Ingredients for 4 people:
- 200 g small mushrooms
- 60 g butter
- Extra virgin olive oil
- Salt, black pepper
- 5 shallots or a large sweet onion
- 1 carrot
- 150 g fresh bacon
- 650 g top beef sirloin cap, coarsely diced
- 1 clove of garlic
- A few sprigs of parsley
- Fresh thyme
- ½ bay leaf
- 700 g red wine
- 400 g small potatoes
- 1 tbsp tomato concentrate
Optional:
- Pinch of cayenne
Preparation:
- Add the cleaned mushrooms and cook on speed 1, 120 degrees, 5 minutes with a knob of butter and a drizzle of oil.

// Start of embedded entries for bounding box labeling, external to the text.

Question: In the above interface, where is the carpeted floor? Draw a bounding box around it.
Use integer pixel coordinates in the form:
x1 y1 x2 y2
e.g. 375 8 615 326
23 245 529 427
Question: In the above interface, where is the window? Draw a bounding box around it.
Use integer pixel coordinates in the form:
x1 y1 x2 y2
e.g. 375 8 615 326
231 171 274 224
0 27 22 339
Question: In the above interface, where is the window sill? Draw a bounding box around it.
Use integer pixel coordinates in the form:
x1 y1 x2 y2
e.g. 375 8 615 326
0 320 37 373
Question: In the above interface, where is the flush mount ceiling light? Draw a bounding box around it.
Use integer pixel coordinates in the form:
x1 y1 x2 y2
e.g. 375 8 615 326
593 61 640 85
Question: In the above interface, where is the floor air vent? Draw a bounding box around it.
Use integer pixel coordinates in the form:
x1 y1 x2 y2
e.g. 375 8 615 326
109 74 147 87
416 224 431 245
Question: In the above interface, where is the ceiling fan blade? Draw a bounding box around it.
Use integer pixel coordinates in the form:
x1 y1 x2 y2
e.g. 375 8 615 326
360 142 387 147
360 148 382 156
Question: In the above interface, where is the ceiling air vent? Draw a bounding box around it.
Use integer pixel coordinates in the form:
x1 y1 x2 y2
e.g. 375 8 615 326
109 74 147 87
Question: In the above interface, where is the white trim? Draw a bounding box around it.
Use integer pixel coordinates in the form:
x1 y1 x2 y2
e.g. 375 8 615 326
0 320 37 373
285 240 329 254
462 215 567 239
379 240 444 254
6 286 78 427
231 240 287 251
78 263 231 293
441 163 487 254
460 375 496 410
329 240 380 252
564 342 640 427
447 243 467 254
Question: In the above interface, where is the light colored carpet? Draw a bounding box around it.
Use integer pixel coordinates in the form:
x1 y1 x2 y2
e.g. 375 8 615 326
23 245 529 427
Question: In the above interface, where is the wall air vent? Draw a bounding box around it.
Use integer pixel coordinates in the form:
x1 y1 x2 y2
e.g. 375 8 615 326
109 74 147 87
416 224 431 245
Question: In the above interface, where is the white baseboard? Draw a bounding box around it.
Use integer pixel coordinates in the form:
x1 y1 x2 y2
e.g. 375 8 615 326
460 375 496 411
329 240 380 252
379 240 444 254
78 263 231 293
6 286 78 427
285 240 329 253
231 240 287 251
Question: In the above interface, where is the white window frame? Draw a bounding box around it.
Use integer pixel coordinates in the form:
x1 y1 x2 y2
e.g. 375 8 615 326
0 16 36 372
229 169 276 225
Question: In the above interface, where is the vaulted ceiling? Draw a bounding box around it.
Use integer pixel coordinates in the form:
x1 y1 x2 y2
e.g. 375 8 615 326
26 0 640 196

- Season with salt and pepper and set aside.
- Place the peeled and quartered shallots and carrots in the mixing jar.
- Blend on speed 8, 30 seconds.
- Remove from the blender.
- Carefully replace the blade guard.
- Place half the butter and a drizzle of oil in the mixing jar. Mix in the coarsely chopped bacon and cook on speed 1, 120 degrees, 5 minutes.
- Add the meat and cook on speed 1, 120 degrees, 5 minutes.

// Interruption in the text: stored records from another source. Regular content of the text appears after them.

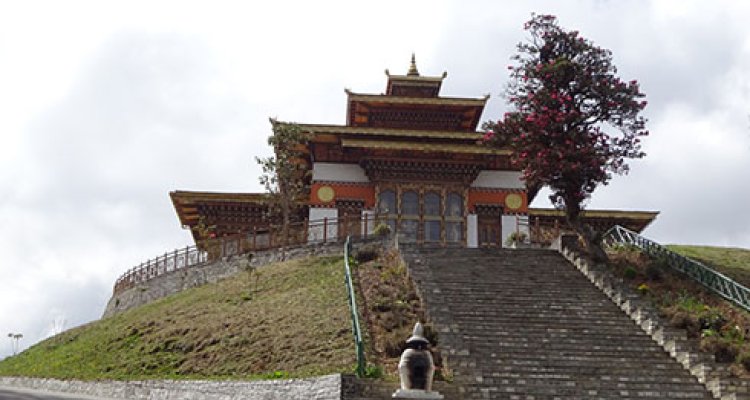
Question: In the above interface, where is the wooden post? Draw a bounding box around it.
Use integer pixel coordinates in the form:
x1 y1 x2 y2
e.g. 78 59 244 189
302 217 310 244
555 220 560 237
362 213 370 237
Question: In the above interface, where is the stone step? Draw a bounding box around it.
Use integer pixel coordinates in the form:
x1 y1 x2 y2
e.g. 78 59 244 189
402 248 712 399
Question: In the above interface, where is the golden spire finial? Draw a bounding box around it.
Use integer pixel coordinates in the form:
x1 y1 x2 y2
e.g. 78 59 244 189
406 53 419 76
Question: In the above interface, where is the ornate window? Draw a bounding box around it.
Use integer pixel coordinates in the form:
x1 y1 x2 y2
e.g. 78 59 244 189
378 190 398 232
445 192 464 243
399 191 419 242
424 192 442 242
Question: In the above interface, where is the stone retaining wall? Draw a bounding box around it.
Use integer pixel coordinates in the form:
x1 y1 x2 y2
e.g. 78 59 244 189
102 241 374 318
0 374 341 400
0 374 461 400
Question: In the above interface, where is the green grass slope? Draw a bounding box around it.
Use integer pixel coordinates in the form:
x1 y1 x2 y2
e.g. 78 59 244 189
0 257 355 379
667 245 750 287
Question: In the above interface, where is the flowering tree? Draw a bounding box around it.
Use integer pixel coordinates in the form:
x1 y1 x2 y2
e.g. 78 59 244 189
256 119 310 245
484 15 648 259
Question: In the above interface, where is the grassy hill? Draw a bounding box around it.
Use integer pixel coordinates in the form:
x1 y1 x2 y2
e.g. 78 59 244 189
0 257 355 379
667 245 750 287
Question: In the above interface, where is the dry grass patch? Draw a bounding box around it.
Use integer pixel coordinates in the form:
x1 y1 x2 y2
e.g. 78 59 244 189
0 257 355 379
610 246 750 377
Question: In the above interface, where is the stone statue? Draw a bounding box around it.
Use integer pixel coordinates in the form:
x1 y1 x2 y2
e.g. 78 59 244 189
393 322 443 399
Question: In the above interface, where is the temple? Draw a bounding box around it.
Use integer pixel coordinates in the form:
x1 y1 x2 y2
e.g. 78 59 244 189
170 56 657 247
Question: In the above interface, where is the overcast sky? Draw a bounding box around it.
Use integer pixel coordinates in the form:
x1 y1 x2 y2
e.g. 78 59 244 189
0 0 750 357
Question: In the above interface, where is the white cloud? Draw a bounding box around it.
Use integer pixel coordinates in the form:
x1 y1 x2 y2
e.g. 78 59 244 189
0 0 750 355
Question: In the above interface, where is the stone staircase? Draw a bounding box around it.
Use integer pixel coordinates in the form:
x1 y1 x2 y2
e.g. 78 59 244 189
401 247 712 400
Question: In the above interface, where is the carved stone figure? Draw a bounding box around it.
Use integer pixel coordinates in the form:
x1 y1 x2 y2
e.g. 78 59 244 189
393 322 443 399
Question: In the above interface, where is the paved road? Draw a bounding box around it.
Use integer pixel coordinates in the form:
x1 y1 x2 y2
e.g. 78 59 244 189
0 387 113 400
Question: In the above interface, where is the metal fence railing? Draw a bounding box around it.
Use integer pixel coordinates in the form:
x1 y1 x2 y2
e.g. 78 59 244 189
604 225 750 311
114 215 377 294
344 236 365 378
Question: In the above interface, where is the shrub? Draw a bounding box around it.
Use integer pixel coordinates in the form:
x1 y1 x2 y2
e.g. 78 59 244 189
638 283 650 294
372 222 391 236
354 243 380 263
365 364 384 379
645 264 662 282
737 351 750 371
701 336 739 363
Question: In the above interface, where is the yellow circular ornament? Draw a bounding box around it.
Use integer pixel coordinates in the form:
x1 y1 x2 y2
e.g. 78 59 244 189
505 193 523 210
318 186 336 203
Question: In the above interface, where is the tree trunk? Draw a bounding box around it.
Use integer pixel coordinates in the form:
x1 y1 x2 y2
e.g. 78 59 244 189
565 199 609 263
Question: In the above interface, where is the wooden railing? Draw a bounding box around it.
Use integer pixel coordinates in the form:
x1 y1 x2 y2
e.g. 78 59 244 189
114 215 376 294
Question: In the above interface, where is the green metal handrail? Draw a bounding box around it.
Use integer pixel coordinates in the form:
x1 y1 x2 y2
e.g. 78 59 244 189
604 225 750 311
344 236 365 378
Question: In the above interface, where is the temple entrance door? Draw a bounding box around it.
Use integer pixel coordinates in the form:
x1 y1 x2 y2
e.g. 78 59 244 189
477 207 503 247
336 200 364 239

- Add the onion and carrot.
- Continue cooking at the same speed and temperature, 5 minutes.
- Season with salt and pepper.
- Add the crushed garlic in its skins, some parsley stalks, a few sprigs of fresh thyme and the bay leaf.

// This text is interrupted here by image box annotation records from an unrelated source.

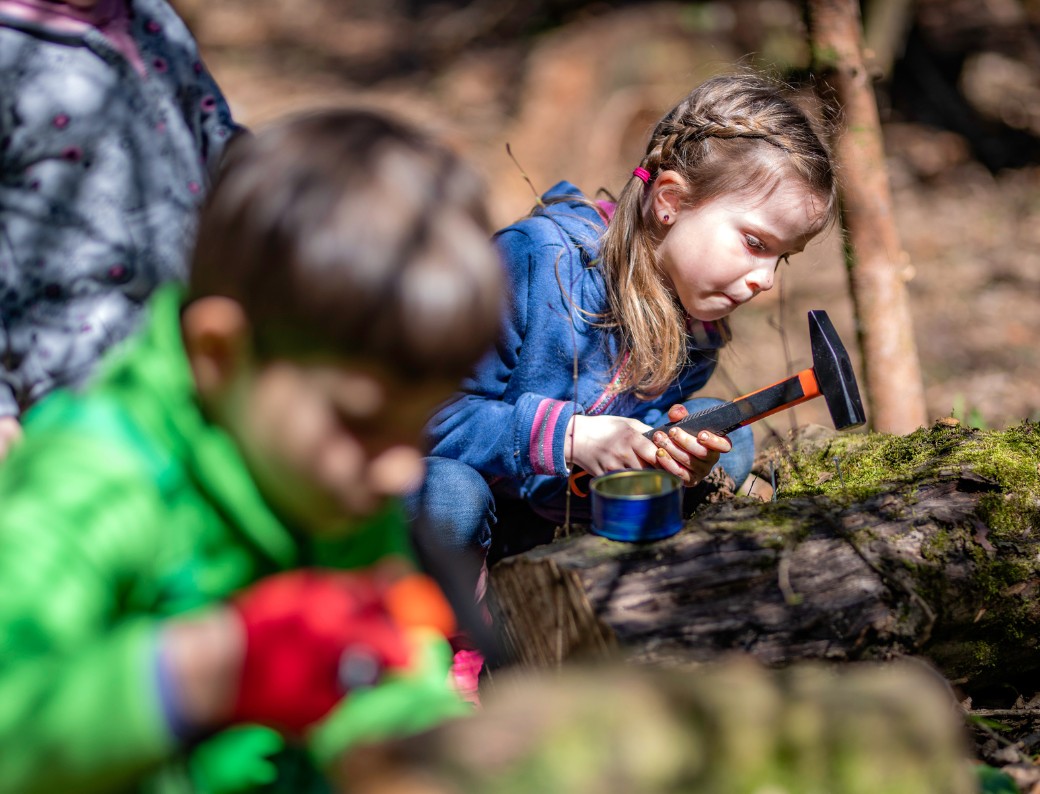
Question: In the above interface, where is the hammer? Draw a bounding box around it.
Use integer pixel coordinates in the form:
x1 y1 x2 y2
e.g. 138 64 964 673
646 309 866 438
570 309 866 496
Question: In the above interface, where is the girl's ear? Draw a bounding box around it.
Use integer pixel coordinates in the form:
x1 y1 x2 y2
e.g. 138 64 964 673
653 169 686 226
181 296 252 401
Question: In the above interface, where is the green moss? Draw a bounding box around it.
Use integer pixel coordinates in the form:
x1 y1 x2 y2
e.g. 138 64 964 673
778 421 1040 537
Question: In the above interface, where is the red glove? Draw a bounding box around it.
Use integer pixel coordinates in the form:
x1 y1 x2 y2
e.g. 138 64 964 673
231 570 453 733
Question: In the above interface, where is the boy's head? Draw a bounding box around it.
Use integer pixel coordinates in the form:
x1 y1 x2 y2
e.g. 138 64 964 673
182 110 503 532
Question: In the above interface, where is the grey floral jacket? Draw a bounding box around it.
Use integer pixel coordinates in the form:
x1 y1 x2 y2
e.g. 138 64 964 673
0 0 238 416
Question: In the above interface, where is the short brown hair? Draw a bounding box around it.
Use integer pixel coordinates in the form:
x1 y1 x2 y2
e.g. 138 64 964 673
195 109 503 377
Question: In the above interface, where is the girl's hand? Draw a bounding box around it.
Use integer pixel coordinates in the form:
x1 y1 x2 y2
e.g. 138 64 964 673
653 405 733 487
564 414 657 477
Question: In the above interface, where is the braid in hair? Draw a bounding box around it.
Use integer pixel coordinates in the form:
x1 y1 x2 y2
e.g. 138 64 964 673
600 74 837 398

- Douse with the wine and select “sauce”, speed 1, 90 degrees, 60 minutes.
- If the mixture starts to become dry, add more wine.
- Repeat the programme for a further 30 minutes.
- At the end of the cooking time, the stew should be creamy.
- When 90 minutes have passed, open the lid, taking care not to burn yourself with the steam.
- Place the steamer with the peeled and seasoned potatoes.
- Cook the meat and potatoes in the steamer for the next half hour.
- Add the cooked mushrooms, the tomato concentrate and cook at speed 0, 90 degrees, 2 minutes.
- Serve the stew with the steamed potatoes.